Enfin, une étude similaire a rapporté de plus grandes améliorations dans la performance contre la montre de 15 minutes après un programme d'entraînement par intervalles à basse cadence par rapport à haute cadence (5), et une revue systématique de 2017 a provisoirement recommandé d'inclure le cyclisme à faible cadence dans les programmes d'entraînement, avertissant que toutes les études dans ce domaine n'ont pas montré d'effets positifs au-delà de l'entraînement à une cadence librement choisie (2). Bien sûr, à partir de là, il est intéressant de réintroduire la notion d’individualisation des consignes dans la planification de ce type de travail...



Comment intégrer ces informations dans ma planification?

Pour le triathlète de longue distance, nous recommandons d'inclure le travail en côte dans les trois phases de l'entraînement.

Dans la phase de préparation générale (polarisée à haut volume), principalement axée sur les séances de faible intensité, nous vous recommandons de faire autant de sessions d'endurance longue et vallonnée que possible. Ces séances sont parfaites pour construire votre base d’endurance (physiologique et musculaire donc) avant les sessions plus spécifiques, qui viennent plus tard dans le cycle d'entraînement. Les blocs effectués en côte peuvent aider à prolonger la durée de ces sessions, car la variété des cadences de travail - et donc des modèles d'activation neuro-musculaires - peut aider à répartir la charge au sein des séances...

Au fur et à mesure que nous entrons dans la phase de travail spécifique de l'entraînement, je vous invite à effectuer des séances d'intervalle de force vraiment élevée au niveau et au-dessus du seuil anaérobie; par exemple une séance constituée de 2 x 5 x 1 min à la puissance Z4 (pour rappel, de 90 à 105% de FTP) et 55 tours min, 1 min de récupération @ 85/95 RPM, avec 5 min @ Z2 (55-75% de FTP) entre les séries. Ces sessions vont vraiment brûler les jambes et, conformément aux recherches présentées ci-dessus, peuvent générer des gains de performances assez impressionnants.

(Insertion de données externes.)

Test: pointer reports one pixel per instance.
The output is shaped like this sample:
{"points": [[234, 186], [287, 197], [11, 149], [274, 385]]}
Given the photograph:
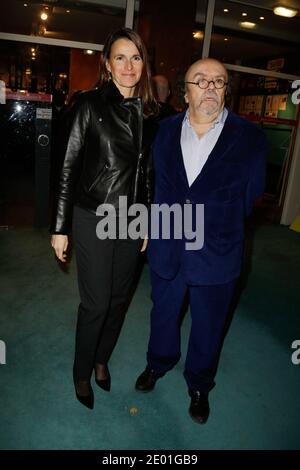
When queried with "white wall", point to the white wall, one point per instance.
{"points": [[291, 207]]}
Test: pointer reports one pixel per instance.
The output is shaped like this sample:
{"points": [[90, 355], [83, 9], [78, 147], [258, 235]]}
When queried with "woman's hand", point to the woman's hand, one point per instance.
{"points": [[145, 243], [60, 245]]}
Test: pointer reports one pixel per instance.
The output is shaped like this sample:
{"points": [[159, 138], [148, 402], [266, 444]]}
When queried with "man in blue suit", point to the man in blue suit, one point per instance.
{"points": [[207, 155]]}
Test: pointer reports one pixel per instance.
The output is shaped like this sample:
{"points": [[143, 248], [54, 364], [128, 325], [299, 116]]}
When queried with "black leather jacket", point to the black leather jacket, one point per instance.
{"points": [[107, 155]]}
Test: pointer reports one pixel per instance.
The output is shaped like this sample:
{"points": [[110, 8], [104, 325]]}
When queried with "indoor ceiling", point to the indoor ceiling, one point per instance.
{"points": [[81, 20]]}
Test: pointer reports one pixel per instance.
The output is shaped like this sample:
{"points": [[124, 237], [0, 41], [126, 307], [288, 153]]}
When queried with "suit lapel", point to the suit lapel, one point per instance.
{"points": [[178, 157], [225, 142]]}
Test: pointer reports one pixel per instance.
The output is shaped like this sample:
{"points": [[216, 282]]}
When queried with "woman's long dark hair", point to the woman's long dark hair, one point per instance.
{"points": [[143, 88]]}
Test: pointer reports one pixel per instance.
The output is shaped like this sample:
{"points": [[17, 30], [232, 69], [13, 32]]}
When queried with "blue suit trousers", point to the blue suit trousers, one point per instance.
{"points": [[208, 307]]}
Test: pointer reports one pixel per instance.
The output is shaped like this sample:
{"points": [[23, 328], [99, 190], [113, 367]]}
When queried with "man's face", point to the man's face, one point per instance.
{"points": [[208, 101]]}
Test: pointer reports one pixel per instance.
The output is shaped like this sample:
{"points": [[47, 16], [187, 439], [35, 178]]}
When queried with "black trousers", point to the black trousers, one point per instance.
{"points": [[106, 271]]}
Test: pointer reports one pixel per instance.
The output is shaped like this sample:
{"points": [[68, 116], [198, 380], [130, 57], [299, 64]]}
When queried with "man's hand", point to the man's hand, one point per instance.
{"points": [[60, 245]]}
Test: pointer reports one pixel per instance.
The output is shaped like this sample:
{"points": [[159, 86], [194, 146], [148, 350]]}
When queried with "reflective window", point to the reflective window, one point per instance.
{"points": [[268, 103], [255, 37]]}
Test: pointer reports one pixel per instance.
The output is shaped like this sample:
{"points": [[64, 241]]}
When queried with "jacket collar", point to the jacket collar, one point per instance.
{"points": [[110, 93], [231, 131]]}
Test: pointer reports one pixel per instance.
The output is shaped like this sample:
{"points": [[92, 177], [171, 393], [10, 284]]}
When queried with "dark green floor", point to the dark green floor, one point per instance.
{"points": [[255, 404]]}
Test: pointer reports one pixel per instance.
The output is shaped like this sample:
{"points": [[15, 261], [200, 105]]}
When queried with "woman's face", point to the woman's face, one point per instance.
{"points": [[125, 65]]}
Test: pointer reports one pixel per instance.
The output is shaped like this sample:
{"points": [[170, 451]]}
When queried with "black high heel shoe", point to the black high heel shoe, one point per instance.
{"points": [[104, 383], [86, 400]]}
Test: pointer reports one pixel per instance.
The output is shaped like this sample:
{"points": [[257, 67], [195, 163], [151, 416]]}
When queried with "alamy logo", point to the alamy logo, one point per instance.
{"points": [[296, 354], [2, 352], [296, 94], [176, 221]]}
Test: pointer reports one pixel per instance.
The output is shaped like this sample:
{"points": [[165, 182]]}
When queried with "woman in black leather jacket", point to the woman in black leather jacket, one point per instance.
{"points": [[106, 156]]}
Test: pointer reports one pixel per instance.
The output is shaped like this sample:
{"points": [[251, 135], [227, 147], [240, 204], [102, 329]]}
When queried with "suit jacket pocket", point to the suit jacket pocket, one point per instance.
{"points": [[98, 177]]}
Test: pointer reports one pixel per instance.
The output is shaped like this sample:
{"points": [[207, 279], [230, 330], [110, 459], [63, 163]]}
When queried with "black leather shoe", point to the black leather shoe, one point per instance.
{"points": [[104, 383], [199, 407], [147, 380], [86, 400]]}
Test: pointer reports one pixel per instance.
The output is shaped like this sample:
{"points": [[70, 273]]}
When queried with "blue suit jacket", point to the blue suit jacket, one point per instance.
{"points": [[230, 181]]}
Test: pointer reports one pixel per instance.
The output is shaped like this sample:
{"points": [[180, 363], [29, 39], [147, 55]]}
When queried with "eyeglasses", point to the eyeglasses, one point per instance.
{"points": [[203, 83]]}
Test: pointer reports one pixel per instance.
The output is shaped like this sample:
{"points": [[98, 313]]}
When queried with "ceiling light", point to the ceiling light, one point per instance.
{"points": [[198, 34], [247, 24], [283, 11]]}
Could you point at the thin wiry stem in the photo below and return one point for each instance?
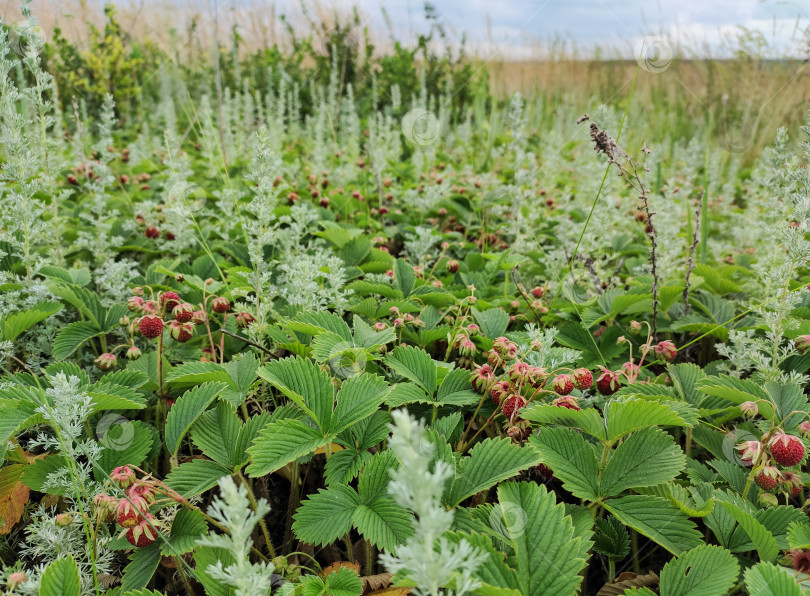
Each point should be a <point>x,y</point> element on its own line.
<point>692,251</point>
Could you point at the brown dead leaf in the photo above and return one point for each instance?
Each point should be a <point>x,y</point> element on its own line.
<point>628,580</point>
<point>13,496</point>
<point>379,581</point>
<point>337,565</point>
<point>49,501</point>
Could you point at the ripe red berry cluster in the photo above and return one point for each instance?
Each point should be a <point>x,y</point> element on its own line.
<point>781,450</point>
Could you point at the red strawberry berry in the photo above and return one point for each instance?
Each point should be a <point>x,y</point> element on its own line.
<point>220,304</point>
<point>129,514</point>
<point>792,483</point>
<point>787,450</point>
<point>150,326</point>
<point>563,384</point>
<point>607,383</point>
<point>183,312</point>
<point>800,559</point>
<point>181,332</point>
<point>768,478</point>
<point>512,404</point>
<point>583,379</point>
<point>566,401</point>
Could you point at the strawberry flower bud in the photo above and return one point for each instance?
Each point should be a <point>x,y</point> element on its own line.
<point>220,304</point>
<point>802,343</point>
<point>135,304</point>
<point>665,350</point>
<point>106,361</point>
<point>183,312</point>
<point>244,320</point>
<point>150,326</point>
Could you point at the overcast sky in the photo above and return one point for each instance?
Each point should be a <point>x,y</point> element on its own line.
<point>522,23</point>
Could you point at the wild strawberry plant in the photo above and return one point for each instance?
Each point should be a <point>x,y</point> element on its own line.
<point>289,344</point>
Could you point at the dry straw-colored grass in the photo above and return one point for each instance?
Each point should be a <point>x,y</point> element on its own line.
<point>764,93</point>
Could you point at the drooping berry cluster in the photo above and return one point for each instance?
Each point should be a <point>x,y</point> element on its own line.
<point>767,457</point>
<point>132,511</point>
<point>167,310</point>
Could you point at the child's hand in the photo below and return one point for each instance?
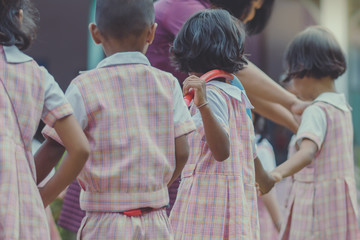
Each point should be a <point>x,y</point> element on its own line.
<point>266,184</point>
<point>199,86</point>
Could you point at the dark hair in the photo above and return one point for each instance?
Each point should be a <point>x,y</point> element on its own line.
<point>258,23</point>
<point>241,8</point>
<point>124,18</point>
<point>12,32</point>
<point>315,53</point>
<point>210,39</point>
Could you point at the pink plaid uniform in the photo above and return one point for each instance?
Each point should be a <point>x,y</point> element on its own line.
<point>22,214</point>
<point>322,202</point>
<point>217,200</point>
<point>131,129</point>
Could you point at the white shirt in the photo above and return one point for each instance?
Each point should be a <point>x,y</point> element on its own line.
<point>314,119</point>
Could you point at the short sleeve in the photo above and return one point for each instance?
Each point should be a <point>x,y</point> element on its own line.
<point>55,104</point>
<point>75,99</point>
<point>313,126</point>
<point>182,119</point>
<point>219,108</point>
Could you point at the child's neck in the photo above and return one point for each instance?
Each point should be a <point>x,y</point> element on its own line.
<point>322,85</point>
<point>112,46</point>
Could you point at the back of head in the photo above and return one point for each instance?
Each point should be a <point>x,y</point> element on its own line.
<point>123,18</point>
<point>210,39</point>
<point>241,8</point>
<point>14,32</point>
<point>315,53</point>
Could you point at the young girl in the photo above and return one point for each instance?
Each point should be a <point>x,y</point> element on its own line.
<point>268,206</point>
<point>217,194</point>
<point>322,202</point>
<point>29,93</point>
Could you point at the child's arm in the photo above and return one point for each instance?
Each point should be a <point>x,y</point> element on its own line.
<point>181,156</point>
<point>276,113</point>
<point>264,179</point>
<point>298,161</point>
<point>78,150</point>
<point>46,158</point>
<point>272,206</point>
<point>216,137</point>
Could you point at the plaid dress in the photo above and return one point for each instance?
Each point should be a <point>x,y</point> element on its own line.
<point>322,202</point>
<point>22,214</point>
<point>217,200</point>
<point>131,127</point>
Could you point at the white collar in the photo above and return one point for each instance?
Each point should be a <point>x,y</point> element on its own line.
<point>233,91</point>
<point>122,58</point>
<point>14,55</point>
<point>336,99</point>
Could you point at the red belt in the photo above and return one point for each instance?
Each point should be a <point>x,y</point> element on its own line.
<point>140,211</point>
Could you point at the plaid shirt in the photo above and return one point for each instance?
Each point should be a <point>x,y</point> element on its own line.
<point>35,95</point>
<point>131,114</point>
<point>322,202</point>
<point>217,200</point>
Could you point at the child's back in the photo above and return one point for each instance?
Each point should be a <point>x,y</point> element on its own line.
<point>326,188</point>
<point>136,120</point>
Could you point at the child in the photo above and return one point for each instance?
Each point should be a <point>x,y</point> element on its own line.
<point>29,93</point>
<point>217,194</point>
<point>269,209</point>
<point>322,202</point>
<point>136,121</point>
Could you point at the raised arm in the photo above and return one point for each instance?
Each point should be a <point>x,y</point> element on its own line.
<point>181,156</point>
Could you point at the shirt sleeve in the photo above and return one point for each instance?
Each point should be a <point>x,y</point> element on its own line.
<point>182,119</point>
<point>55,104</point>
<point>266,155</point>
<point>75,99</point>
<point>219,109</point>
<point>313,126</point>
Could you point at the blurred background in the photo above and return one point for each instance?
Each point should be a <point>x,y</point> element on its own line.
<point>64,48</point>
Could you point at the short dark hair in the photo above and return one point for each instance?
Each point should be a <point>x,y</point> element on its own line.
<point>12,32</point>
<point>262,16</point>
<point>240,9</point>
<point>123,18</point>
<point>210,39</point>
<point>315,52</point>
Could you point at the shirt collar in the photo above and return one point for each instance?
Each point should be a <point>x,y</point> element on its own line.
<point>233,92</point>
<point>336,99</point>
<point>123,58</point>
<point>14,55</point>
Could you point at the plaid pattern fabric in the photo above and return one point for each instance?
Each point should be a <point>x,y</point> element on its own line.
<point>132,133</point>
<point>113,226</point>
<point>322,202</point>
<point>217,200</point>
<point>22,214</point>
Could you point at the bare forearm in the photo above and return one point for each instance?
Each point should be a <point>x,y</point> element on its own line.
<point>258,84</point>
<point>275,112</point>
<point>181,157</point>
<point>46,158</point>
<point>216,137</point>
<point>294,164</point>
<point>272,206</point>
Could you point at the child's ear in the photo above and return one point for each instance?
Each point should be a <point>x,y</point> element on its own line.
<point>151,34</point>
<point>95,33</point>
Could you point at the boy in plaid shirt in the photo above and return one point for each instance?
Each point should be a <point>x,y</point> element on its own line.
<point>136,122</point>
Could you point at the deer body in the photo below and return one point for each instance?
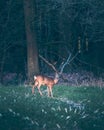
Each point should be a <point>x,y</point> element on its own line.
<point>41,80</point>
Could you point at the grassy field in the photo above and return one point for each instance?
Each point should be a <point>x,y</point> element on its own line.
<point>72,108</point>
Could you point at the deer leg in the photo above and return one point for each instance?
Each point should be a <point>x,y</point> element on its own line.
<point>50,92</point>
<point>34,86</point>
<point>39,90</point>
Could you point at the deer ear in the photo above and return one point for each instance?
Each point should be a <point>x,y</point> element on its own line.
<point>56,75</point>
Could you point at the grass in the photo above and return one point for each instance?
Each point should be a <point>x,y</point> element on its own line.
<point>72,108</point>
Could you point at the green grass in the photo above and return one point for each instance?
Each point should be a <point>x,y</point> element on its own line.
<point>72,108</point>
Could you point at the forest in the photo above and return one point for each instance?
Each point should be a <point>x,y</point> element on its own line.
<point>63,42</point>
<point>53,30</point>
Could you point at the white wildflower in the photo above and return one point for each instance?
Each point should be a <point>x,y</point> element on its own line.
<point>1,115</point>
<point>44,125</point>
<point>10,110</point>
<point>42,110</point>
<point>96,111</point>
<point>62,116</point>
<point>53,109</point>
<point>75,110</point>
<point>36,123</point>
<point>67,117</point>
<point>59,108</point>
<point>58,126</point>
<point>26,118</point>
<point>66,110</point>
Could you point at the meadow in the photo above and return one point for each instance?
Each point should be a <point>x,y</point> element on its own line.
<point>71,108</point>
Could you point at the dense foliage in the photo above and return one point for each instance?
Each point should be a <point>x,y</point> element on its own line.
<point>72,108</point>
<point>59,25</point>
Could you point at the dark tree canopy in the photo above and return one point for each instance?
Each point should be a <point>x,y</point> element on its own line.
<point>56,27</point>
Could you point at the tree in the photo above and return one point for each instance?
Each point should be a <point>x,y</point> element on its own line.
<point>32,49</point>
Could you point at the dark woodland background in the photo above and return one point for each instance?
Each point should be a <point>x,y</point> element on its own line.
<point>53,29</point>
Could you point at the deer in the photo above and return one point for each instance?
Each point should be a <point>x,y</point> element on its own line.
<point>49,82</point>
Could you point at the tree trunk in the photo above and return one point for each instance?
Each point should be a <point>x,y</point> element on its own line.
<point>32,50</point>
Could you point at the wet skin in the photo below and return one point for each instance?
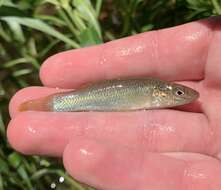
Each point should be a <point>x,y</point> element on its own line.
<point>157,149</point>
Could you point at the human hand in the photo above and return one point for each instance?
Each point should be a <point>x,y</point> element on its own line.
<point>154,149</point>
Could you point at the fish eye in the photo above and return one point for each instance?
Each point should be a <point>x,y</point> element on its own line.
<point>179,92</point>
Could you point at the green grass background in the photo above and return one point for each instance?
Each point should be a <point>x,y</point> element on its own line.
<point>32,30</point>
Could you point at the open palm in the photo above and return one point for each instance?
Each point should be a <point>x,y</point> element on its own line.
<point>157,149</point>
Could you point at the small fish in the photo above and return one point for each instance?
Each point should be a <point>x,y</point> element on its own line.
<point>116,95</point>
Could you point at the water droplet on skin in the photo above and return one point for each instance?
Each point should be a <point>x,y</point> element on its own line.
<point>61,179</point>
<point>31,130</point>
<point>53,185</point>
<point>85,152</point>
<point>131,50</point>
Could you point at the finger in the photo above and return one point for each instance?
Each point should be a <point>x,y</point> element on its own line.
<point>115,168</point>
<point>31,93</point>
<point>154,130</point>
<point>177,53</point>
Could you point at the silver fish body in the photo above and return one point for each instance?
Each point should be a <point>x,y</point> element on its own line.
<point>123,95</point>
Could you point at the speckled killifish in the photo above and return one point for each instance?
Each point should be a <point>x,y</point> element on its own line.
<point>116,95</point>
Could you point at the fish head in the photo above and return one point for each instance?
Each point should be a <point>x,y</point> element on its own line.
<point>172,94</point>
<point>183,94</point>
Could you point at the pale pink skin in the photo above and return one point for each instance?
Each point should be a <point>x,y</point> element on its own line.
<point>158,149</point>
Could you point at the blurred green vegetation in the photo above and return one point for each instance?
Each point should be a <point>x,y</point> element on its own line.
<point>32,30</point>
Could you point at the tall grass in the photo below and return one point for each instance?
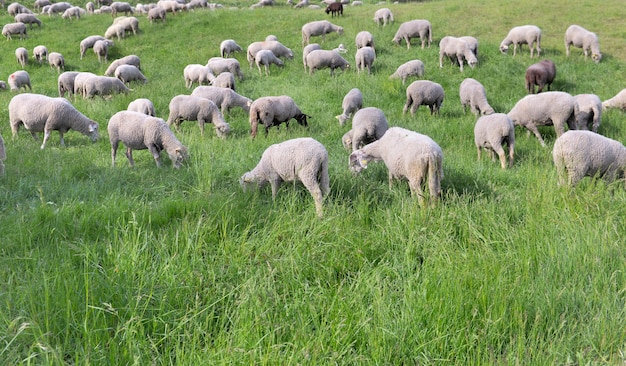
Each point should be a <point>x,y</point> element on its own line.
<point>102,265</point>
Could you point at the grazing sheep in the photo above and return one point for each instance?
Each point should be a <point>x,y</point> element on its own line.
<point>406,154</point>
<point>318,28</point>
<point>580,37</point>
<point>368,125</point>
<point>556,108</point>
<point>139,131</point>
<point>472,94</point>
<point>352,102</point>
<point>457,50</point>
<point>223,97</point>
<point>319,59</point>
<point>40,113</point>
<point>424,92</point>
<point>580,154</point>
<point>384,16</point>
<point>525,34</point>
<point>412,29</point>
<point>192,108</point>
<point>493,131</point>
<point>301,159</point>
<point>272,111</point>
<point>142,105</point>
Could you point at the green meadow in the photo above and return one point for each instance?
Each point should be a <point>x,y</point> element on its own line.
<point>159,266</point>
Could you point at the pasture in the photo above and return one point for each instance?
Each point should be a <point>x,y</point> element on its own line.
<point>106,266</point>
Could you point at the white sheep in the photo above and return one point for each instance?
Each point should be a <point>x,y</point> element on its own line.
<point>424,92</point>
<point>318,28</point>
<point>274,110</point>
<point>472,93</point>
<point>192,108</point>
<point>525,34</point>
<point>412,29</point>
<point>138,131</point>
<point>491,132</point>
<point>352,102</point>
<point>407,154</point>
<point>301,159</point>
<point>579,154</point>
<point>548,108</point>
<point>40,113</point>
<point>578,36</point>
<point>457,50</point>
<point>368,125</point>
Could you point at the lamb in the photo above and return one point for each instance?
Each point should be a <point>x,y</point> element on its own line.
<point>368,125</point>
<point>493,131</point>
<point>319,59</point>
<point>557,108</point>
<point>40,113</point>
<point>142,105</point>
<point>352,102</point>
<point>364,59</point>
<point>472,94</point>
<point>384,16</point>
<point>192,108</point>
<point>274,110</point>
<point>412,29</point>
<point>424,92</point>
<point>457,50</point>
<point>409,68</point>
<point>406,154</point>
<point>540,74</point>
<point>18,80</point>
<point>301,159</point>
<point>140,132</point>
<point>580,37</point>
<point>223,97</point>
<point>318,28</point>
<point>588,112</point>
<point>580,154</point>
<point>525,34</point>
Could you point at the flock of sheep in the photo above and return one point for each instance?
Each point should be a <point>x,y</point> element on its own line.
<point>407,154</point>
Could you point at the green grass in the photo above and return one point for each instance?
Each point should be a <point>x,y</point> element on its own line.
<point>104,266</point>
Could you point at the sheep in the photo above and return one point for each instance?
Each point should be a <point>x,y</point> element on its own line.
<point>472,93</point>
<point>8,30</point>
<point>192,108</point>
<point>223,97</point>
<point>318,28</point>
<point>557,108</point>
<point>319,59</point>
<point>384,16</point>
<point>274,110</point>
<point>40,113</point>
<point>302,159</point>
<point>580,37</point>
<point>368,125</point>
<point>525,34</point>
<point>229,46</point>
<point>491,132</point>
<point>412,29</point>
<point>409,68</point>
<point>142,105</point>
<point>457,50</point>
<point>588,112</point>
<point>21,54</point>
<point>138,131</point>
<point>424,92</point>
<point>352,102</point>
<point>364,59</point>
<point>406,154</point>
<point>18,80</point>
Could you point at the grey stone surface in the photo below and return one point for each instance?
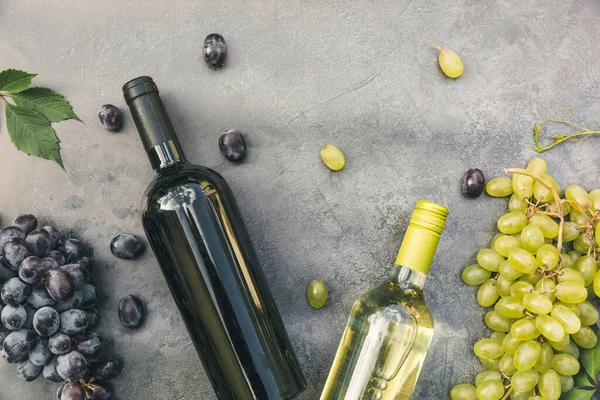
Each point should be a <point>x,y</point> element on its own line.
<point>357,74</point>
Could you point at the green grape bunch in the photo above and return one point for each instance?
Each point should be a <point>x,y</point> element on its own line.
<point>537,275</point>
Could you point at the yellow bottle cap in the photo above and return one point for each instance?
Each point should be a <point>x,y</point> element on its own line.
<point>422,236</point>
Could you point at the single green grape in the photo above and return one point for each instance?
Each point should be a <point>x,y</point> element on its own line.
<point>510,344</point>
<point>587,267</point>
<point>548,226</point>
<point>517,205</point>
<point>532,238</point>
<point>567,318</point>
<point>498,322</point>
<point>487,294</point>
<point>490,390</point>
<point>549,385</point>
<point>523,381</point>
<point>570,292</point>
<point>537,303</point>
<point>565,364</point>
<point>526,356</point>
<point>585,338</point>
<point>537,165</point>
<point>522,186</point>
<point>544,363</point>
<point>474,274</point>
<point>504,244</point>
<point>570,275</point>
<point>523,261</point>
<point>547,256</point>
<point>463,392</point>
<point>510,307</point>
<point>578,195</point>
<point>520,288</point>
<point>499,187</point>
<point>524,329</point>
<point>508,271</point>
<point>489,259</point>
<point>488,348</point>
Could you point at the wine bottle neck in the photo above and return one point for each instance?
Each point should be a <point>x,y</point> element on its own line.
<point>153,123</point>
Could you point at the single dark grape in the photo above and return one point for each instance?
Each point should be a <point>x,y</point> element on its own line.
<point>39,297</point>
<point>13,317</point>
<point>89,344</point>
<point>8,233</point>
<point>232,145</point>
<point>5,270</point>
<point>59,284</point>
<point>46,321</point>
<point>73,391</point>
<point>40,353</point>
<point>106,369</point>
<point>55,256</point>
<point>71,366</point>
<point>26,222</point>
<point>73,250</point>
<point>127,246</point>
<point>472,183</point>
<point>110,118</point>
<point>50,371</point>
<point>39,240</point>
<point>32,269</point>
<point>28,371</point>
<point>59,343</point>
<point>15,251</point>
<point>215,50</point>
<point>14,291</point>
<point>17,344</point>
<point>73,321</point>
<point>131,311</point>
<point>89,295</point>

Dans la phase de pré-compétition, nous pourrions envisager d'inclure des sessions plus longues à basse cadence beaucoup plus proches de la puissance Ironman; par exemple, 6 à 8 x 8 min à la puissance Z3 (pour rappel 75 à 90% de FTP) et 60-70 tours par min, avec 2 min de récupération entre les séries. Ces sessions sont plus proches de l'intensité cible de votre jour de course (70,3 ou Ironman) et visent à prolonger la durée réalisable plus facilement à ces puissances spécifiques. Le fait de travailler à faible cadence est essentiel pour aider à développer l'endurance musculaire, car les forces générées pour produire la puissance sont toujours bien plus élevées.

Résumé

En résumé, inclure les répétitions en côte ou le travail en endurance de force dans votre entraînement – ce qui est une quasi tradition utilisée par les entraîneurs de cyclisme depuis bien longtemps - a un solide soutien dans la littérature scientifique. Mais nous avons perdu de vue cet aspect du travail spécifique dans les années 2000, lorsque la mode est brusquement survenue d’outre-atlantique de tourner les jambes très vite avec un cycliste tout de bleu vétu (très souvent en jaune d’ailleurs…)

Inutile de vous dire qu’ici, nous sommes de grands partisans de ce type de session chez FTP coaching, et nous vous recommandons d'inclure ce type de travail dans toutes les phases de votre entraînement dans la préparation d'un triathlon longue distance. En plus, quand ca brûle, c’est que ça bosse, non?